The leaders have been powering this market higher for a long time. The distance between the generals and the soldiers, once thought to portend a market top, is as wide as it has ever been.
Market participants have been having the same discussion for the last 5 years.
At this point any chatter about lousy breadth sounds like boy who cried wolf talk, so please forgive me for going there again, because what happened last week is truly remarkable.
Jonathan Krinsky wrote:
The Nasdaq Composite (CCMP) closed up 1.49%, while the Nasdaq A/D line was -971. To put that in perspective, since 2004 (as far back as we have data) there has only been one other day where the CCMP was up at least 1.49%, and there were more decliners than advancers. That was 4/16/20 which was +1.66% with the A/D line -319.

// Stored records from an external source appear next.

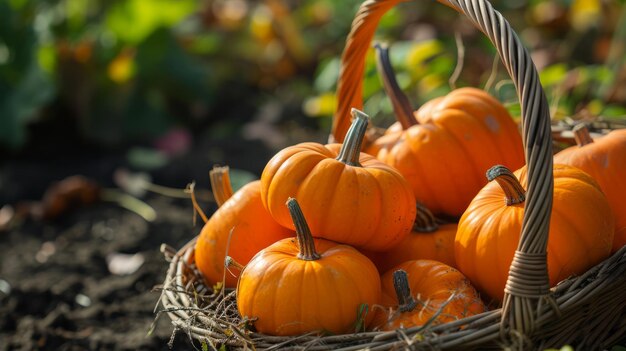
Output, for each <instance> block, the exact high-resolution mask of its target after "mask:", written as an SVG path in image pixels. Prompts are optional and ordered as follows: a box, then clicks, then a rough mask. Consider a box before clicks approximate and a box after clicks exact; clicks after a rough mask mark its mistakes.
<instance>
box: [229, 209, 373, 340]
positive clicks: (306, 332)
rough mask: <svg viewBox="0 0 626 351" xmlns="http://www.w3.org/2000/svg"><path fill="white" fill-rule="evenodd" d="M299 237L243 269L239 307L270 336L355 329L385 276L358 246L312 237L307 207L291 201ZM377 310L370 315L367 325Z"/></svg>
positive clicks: (240, 313)
mask: <svg viewBox="0 0 626 351" xmlns="http://www.w3.org/2000/svg"><path fill="white" fill-rule="evenodd" d="M287 205H288V207H289V211H290V213H291V215H292V216H293V222H294V225H295V227H296V237H297V238H296V239H283V240H281V241H278V242H276V243H275V244H273V245H271V246H269V247H268V248H266V249H264V250H262V251H261V252H259V253H258V254H257V255H256V256H254V258H253V259H252V260H251V261H250V263H248V265H247V266H245V268H244V269H243V271H242V272H241V275H240V278H239V283H238V285H237V293H236V294H237V308H238V309H239V313H240V314H241V315H242V316H244V317H250V318H255V321H254V327H255V329H256V330H257V331H258V332H260V333H264V334H269V335H299V334H303V333H307V332H311V331H316V330H319V331H322V330H324V331H329V332H332V333H336V334H342V333H350V332H354V330H355V322H356V321H357V315H358V311H359V310H360V309H362V307H363V306H372V305H374V304H377V303H378V302H379V299H380V278H379V275H378V271H377V270H376V267H374V264H373V263H372V262H371V261H370V260H369V259H368V258H367V257H365V256H363V255H362V254H361V253H359V252H358V251H357V250H356V249H354V248H352V247H350V246H347V245H341V244H337V243H335V242H332V241H329V240H324V239H313V237H312V235H311V232H310V230H309V227H308V226H307V223H306V221H305V219H304V215H303V214H302V210H301V209H300V207H299V206H298V203H297V202H296V201H295V200H294V199H290V200H289V201H288V202H287ZM371 320H372V315H371V314H368V315H366V316H365V324H366V325H367V324H368V323H369V321H371Z"/></svg>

Looking at it the other way, there have been 645 days since 2004 when the CCMP had at least 971 net decliners. Prior to Friday, the best performance for the CCMP on those days was +0.67% (6/10/20). The second best day was +0.53% on 7/9/20. Put another way, the top three most lopsided breadth/performance days in the last 16 years have come in the last 7 weeks.
So, the question you might be asking is, does any of this matter? Paradoxically, this was more concerning on the way up than it is today. What I mean is, now that the big five are such a large percentage of the market, it hardly matters what the rest of the stocks are doing. For example, Krinsky notes that the top three names in the NASDAQ-100, Apple, Amazon, and Microsoft, are equal to the bottom 87 stocks in the index.
I’ll give Jonathan the last word here.
So until and unless some of the mega-cap tech names begin to breakdown a bit, it’s difficult to call a top and breadth divergences are less and less meaningful.